We believe that the following is based upon excellent reasoning:
"You are MORALLY OBLIGATED TO HELP a destitute neighbor. Then, may you shirk this responsibility by deliberately keeping yourself so poor that you can never be in a position to help anyone but yourself? By willingly avoiding the accumulation of an economic surplus, you are flaunting your neighbor's rights in two ways: (1) by deliberately risking the possibility that your own sudden destitution may throw a burden on him; and (2) by your willful improvidence making it impossible for you ever to help him in case he needs it."F25
Again, reference is made to Eph. 4:28, where CHRISTIANS ARE COMMANDED TO WORK that they may "have, to give to him that hath need."
Only certain ways of ACQUIRING PROPERTY are recognized as valid for Christians: (1) through gift; (2) through inheritance; (3) through investment; (4) through finding it; (5) through merchandising; and (6) through working for it. It should be noted that gambling is simply not on this list. All of the listed methods of the acquisition of property are verified either from direct statements in the sacred text, or from deduction based upon the approving reference of Jesus to such things as investment and merchandising.

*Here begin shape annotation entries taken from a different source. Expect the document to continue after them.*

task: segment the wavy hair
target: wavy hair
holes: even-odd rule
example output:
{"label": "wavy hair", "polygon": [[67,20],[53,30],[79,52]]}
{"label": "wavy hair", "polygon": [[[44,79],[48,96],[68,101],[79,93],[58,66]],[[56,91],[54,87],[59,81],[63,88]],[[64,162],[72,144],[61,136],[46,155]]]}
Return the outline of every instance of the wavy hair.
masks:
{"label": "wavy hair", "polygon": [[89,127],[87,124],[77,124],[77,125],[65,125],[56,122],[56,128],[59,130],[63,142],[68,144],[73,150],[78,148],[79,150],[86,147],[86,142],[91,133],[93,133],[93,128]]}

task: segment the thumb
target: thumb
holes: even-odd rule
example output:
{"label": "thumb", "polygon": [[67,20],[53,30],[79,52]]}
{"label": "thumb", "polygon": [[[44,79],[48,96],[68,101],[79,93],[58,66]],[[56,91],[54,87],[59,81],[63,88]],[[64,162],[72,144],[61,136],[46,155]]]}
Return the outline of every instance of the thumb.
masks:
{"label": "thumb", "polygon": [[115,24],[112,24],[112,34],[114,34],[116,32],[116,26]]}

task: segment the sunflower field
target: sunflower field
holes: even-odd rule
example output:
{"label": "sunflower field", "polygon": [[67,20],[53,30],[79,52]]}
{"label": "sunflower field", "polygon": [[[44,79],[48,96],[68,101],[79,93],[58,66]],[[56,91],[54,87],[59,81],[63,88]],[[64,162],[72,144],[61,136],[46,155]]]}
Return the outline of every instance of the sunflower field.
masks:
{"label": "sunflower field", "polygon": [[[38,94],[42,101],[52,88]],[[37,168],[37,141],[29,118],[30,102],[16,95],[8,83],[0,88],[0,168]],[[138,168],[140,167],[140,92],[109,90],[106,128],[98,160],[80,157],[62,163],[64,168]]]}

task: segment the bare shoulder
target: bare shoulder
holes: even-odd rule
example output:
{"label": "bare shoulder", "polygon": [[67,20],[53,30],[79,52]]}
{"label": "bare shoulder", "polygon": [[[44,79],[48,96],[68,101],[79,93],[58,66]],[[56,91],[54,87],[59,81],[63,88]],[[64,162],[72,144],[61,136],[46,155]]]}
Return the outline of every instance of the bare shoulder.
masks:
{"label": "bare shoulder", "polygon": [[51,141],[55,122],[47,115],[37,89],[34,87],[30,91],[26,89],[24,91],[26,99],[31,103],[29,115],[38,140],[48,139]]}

The stealing which characterizes our day is evident in the following words of the vocabulary: theft, fraud, dishonesty, larceny, swindling, cheating, embezzlement, misappropriation of funds, violations of trust, robbery, watering of stocks, excessive charges, padded expense accounts, inaccurate tax returns, double bookkeeping, sale of damaged or worthless goods, obtaining benefits under false pretenses, non-payment of debts, bankruptcy, crooked auctions, lotteries, bingo games, gambling, purloining, shoplifting -- all these are crimes and sins forbidden by Commandment VIII. They are not for the child of the loving Father.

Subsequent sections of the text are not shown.